Pan-African initiatives such as the Pan-African Payment and Settlement System (PAPSS) offer a glimpse of what is possible by enabling instant, local-currency settlements. However, adoption remains limited. Speaking at a recent roundtable on building trust and infrastructure for MSME cross-border trade, Roberta Annan, founder of the African Fashion Foundation, noted that awareness among small businesses is still below 20%, while integration with mobile money platforms, where most of the unbanked operate, remains incomplete.

Even when payments succeed, moving goods across borders presents another formidable obstacle. High transport costs function as a de facto "logistics tax", rendering many African products uncompetitive. In landlocked countries, logistics can consume between 40% and 60% of a product's final value. In East Africa, transport costs average $1.80 per kilometre per container, almost double the global average. Unsurprisingly, 65% of MSMEs cite delivery costs as a primary reason for avoiding cross-border trade.
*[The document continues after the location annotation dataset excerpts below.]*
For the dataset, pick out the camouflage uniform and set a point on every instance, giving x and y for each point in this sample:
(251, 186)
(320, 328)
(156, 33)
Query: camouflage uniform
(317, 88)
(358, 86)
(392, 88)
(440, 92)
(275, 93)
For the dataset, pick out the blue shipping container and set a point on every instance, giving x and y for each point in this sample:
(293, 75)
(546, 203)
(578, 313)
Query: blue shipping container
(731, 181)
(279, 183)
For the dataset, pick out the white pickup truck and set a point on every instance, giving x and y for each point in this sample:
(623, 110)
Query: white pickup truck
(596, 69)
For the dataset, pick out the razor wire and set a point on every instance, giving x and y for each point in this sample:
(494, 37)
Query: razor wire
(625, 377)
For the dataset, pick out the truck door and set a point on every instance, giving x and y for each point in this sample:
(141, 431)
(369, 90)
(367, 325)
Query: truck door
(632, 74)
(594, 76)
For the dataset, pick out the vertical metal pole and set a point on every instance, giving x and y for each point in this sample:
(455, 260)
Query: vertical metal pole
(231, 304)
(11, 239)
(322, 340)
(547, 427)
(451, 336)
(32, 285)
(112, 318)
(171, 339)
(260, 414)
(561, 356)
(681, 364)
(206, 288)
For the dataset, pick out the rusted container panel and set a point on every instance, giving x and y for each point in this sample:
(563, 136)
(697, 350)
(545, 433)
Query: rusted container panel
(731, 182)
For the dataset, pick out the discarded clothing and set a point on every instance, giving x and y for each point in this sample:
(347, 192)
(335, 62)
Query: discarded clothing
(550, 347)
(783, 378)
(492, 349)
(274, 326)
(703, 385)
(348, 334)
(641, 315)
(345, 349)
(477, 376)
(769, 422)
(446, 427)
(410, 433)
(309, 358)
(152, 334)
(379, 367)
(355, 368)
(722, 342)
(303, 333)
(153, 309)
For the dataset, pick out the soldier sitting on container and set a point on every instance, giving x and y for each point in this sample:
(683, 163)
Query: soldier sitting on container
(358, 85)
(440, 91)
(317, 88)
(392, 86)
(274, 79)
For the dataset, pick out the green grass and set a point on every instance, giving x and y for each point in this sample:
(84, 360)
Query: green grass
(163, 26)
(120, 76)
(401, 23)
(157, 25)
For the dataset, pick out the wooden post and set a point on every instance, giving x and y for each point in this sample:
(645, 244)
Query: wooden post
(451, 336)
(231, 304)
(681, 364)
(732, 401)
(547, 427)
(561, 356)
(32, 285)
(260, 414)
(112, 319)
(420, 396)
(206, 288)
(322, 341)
Delays at borders compound the problem. Customs clearance in sub-Saharan Africa averages more than 12 days, an eternity for the fast-moving, seasonal rhythms of the fashion industry. Paper-based documentation, inconsistent enforcement and uneven national implementation of AfCFTA provisions continue to undermine progress. Despite the agreement's ambition, 15 African countries still lack adequate frameworks for cross-border e-commerce, including national strategies and quality infrastructure, while political considerations frequently disrupt execution.

The constraint on intra-African fashion trade is not a lack of demand or creativity, but a failure of connection. What is missing is interoperability: systems that speak to one another and generate shared, trusted data. Banks currently reject close to 40% of MSME finance applications due to insufficient credit histories. At the same time, logistics firms hold years of granular data on these same merchants' shipping performance and reliability. Linking these datasets could transform risk assessment and unlock financing.

Platforms such as Ananse demonstrate how strategic partnerships can begin to bridge these gaps. By acting as middleware, Ananse aggregates fragmented systems rather than replacing them. Through its partnership with Ecobank, the platform offers a single settlement account that manages backend switching and currency conversion, allowing merchants to price in local currencies while buyers pay in theirs. This structure reduces friction and de-risks transactions for both sides.

Logistics partnerships are equally critical. By working with DHL, Ananse aggregates shipping volumes to negotiate bulk rates that would otherwise be inaccessible to small firms, effectively democratising premium logistics. Integrated digital tracking numbers serve as a proxy for trust, reassuring buyers that goods are en route and signalling to payment providers when funds can be safely released.

If Africa is to realise AfCFTA's promise, such models must move from isolated solutions to systemic practice. Governments need to harmonise digital trade policies, strengthen export literacy and prioritise implementation over declarations. The private sector must build interoperable rails that include mobile money, logistics and finance, creating a single source of truth that makes MSMEs visible, bankable and competitive.

Only by fixing these connective tissues can AfCFTA shift from blueprint to boom. If it does, Africa's fashion industry will not only thrive at home, but emerge as a global centre of style, innovation and commerce.